Syntaxin 1A (STX1A), which we also identified in complex with LGI1, binds to SYT and is also intimately involved with synapse transmitter release as a calcium receptor associated with exocytosis (Fernández-Chacón et al. 2002). STX1A also binds to KCNA1 (Fili et al. 2001) and has recently been shown to interact with LGI3 (Park et al. 2008). Taken together, the confirmed finding of the presence of LGI1 with various synapse related protein complexes firmly positions LGI1 in a role in this process and disruption of some aspect of this association may be related to ADPEAF.

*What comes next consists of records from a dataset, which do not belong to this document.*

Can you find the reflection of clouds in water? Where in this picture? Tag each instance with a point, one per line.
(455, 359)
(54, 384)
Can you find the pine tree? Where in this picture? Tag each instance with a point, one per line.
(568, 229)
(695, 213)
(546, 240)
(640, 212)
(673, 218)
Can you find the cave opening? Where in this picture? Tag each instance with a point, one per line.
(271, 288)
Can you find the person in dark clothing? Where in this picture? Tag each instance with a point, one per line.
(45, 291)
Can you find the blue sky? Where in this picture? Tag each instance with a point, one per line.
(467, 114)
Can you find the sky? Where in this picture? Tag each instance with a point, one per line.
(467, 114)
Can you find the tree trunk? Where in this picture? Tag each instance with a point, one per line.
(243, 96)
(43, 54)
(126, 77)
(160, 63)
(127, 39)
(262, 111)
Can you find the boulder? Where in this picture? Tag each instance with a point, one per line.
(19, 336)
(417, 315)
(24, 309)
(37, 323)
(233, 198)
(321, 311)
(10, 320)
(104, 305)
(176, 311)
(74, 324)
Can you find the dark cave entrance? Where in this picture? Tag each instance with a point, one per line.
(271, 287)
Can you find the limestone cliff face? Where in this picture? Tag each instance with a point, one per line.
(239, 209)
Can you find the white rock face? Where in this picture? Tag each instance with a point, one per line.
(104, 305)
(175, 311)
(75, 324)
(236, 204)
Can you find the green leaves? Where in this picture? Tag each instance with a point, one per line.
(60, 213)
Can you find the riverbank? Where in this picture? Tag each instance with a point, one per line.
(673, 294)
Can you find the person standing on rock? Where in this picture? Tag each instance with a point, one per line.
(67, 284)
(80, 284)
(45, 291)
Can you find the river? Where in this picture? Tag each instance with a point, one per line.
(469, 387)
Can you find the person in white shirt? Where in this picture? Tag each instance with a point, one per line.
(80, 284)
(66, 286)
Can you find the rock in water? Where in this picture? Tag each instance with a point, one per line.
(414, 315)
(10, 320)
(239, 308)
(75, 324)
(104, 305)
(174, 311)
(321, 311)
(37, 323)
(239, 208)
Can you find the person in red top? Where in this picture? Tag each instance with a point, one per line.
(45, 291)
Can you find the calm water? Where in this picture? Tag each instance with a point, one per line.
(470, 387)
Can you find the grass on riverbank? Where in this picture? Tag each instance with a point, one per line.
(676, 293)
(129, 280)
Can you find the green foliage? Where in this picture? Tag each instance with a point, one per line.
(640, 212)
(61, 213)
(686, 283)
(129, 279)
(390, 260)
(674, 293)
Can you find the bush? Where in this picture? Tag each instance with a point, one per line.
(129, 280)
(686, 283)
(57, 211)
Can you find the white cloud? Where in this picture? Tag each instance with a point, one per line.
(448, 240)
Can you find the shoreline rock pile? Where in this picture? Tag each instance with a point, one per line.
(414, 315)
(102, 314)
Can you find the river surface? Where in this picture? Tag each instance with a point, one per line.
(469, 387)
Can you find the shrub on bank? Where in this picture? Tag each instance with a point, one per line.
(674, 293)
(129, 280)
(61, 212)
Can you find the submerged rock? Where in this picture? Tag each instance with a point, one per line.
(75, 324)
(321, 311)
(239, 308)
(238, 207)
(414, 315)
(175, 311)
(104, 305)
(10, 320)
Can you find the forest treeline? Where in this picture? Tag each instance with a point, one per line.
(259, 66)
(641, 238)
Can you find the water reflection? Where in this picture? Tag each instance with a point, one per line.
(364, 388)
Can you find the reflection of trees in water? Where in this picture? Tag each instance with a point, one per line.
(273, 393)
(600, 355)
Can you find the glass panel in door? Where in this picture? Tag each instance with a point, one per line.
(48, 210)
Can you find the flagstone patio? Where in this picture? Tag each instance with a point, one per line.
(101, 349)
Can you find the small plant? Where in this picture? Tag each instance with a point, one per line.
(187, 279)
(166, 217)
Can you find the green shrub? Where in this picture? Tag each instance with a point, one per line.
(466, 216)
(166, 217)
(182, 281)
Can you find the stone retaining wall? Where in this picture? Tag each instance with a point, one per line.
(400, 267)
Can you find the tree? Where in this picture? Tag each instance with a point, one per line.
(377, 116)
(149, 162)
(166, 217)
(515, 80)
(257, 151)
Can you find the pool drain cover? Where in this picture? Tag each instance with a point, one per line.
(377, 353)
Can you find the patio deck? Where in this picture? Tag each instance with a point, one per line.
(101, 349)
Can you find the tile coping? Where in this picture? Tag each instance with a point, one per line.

Interestingly, although STX1A is involved in synapse function, it also functions more widely in the vesicle fusion process and is not specifically a neuronal protein. Syntaxin is found in a complex with other proteins, such as SNAP25, which is associated with vesicle exocytosis in the islets of Langerhans (Takahashi et al. 2004) for example. The Clathrin heavy chain 1 protein, which we also found in complex with LGI1, is also more generally involved with vesicle trafficking (Qualmann and Kessels 2002). It is interesting that in our survey of the cellular expression pattern of LGI1 in bacterial artificial chromosome transgenic mice (Head et al. 2007), we demonstrated that the prostate epithelium and pancreatic islet cells also express high levels of LGI1, suggesting that this protein may have a wider function in secretary cells than hitherto suggested from the focused studies so far of its role in neuronal function based on its association with epilepsy.

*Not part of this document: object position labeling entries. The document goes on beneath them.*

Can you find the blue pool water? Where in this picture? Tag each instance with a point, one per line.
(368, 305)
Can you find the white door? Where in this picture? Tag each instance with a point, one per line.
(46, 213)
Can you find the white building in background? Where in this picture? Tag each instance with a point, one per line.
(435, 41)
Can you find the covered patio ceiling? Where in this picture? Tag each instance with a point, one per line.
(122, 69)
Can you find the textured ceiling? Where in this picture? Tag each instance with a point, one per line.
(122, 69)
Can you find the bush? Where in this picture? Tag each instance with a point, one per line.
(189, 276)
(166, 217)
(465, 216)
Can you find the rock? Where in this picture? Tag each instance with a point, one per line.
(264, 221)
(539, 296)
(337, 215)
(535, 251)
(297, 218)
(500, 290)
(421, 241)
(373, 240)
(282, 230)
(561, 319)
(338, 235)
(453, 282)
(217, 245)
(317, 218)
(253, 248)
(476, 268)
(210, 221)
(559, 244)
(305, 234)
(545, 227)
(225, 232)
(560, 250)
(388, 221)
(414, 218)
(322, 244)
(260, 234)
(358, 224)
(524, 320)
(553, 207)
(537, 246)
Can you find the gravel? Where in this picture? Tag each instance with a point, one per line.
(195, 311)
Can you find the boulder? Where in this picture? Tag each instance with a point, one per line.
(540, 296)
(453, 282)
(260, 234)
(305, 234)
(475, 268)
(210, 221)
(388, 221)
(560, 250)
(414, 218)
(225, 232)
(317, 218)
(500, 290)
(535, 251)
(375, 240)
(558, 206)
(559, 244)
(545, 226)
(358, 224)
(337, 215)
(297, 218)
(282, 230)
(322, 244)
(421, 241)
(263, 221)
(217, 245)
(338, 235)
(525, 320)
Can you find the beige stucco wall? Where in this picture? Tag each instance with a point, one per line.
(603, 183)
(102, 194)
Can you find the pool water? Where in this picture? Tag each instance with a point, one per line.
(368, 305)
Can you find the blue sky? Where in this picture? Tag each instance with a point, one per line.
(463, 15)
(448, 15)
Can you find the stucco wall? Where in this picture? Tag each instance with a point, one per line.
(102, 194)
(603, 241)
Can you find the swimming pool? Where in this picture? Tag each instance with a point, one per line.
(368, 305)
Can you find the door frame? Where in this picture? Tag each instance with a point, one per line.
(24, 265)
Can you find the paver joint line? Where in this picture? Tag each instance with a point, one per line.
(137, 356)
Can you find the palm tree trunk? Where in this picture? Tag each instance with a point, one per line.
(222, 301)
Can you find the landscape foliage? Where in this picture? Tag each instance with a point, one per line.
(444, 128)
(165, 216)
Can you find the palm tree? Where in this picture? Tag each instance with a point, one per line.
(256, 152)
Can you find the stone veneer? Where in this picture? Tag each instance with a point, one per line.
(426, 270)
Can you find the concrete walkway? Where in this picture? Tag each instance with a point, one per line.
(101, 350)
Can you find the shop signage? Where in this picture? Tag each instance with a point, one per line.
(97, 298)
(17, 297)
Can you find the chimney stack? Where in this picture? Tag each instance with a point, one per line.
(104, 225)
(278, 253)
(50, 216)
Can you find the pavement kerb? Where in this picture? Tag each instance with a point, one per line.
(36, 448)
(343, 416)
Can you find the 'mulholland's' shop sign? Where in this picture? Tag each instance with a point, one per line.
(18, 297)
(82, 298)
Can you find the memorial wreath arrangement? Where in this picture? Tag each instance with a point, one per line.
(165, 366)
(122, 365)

Several proteins associated with synapse function were identified by the MS analysis as interacting with LGI1, and although they have not specifically been analyzed using Western blotting to confirm the interactions, the associated Mascot scores demonstrate identity. Thus, the syntaxin binding protein 1 (STXBP1) is essential for synaptic vesicle release, and mutations in this gene predispose to infantile epileptic encephalopathy (Saitsu et al. 2008). STXBP1 also appears to play a positive role in insulin secretion from the islet cells in the pancreas (Tomas et al. 2008). In the same way, the neuronal membrane glycoprotein 6A also appears to play an important role in synapse formation as well as neurite/filopodium outgrowth (Alfonso et al. 2005). Taken together, the proteins identified in our pull-down experiments indicate a role for LGI1 in synapse function and possibly in a wider role for vesicle formation and trafficking in a variety of cell types.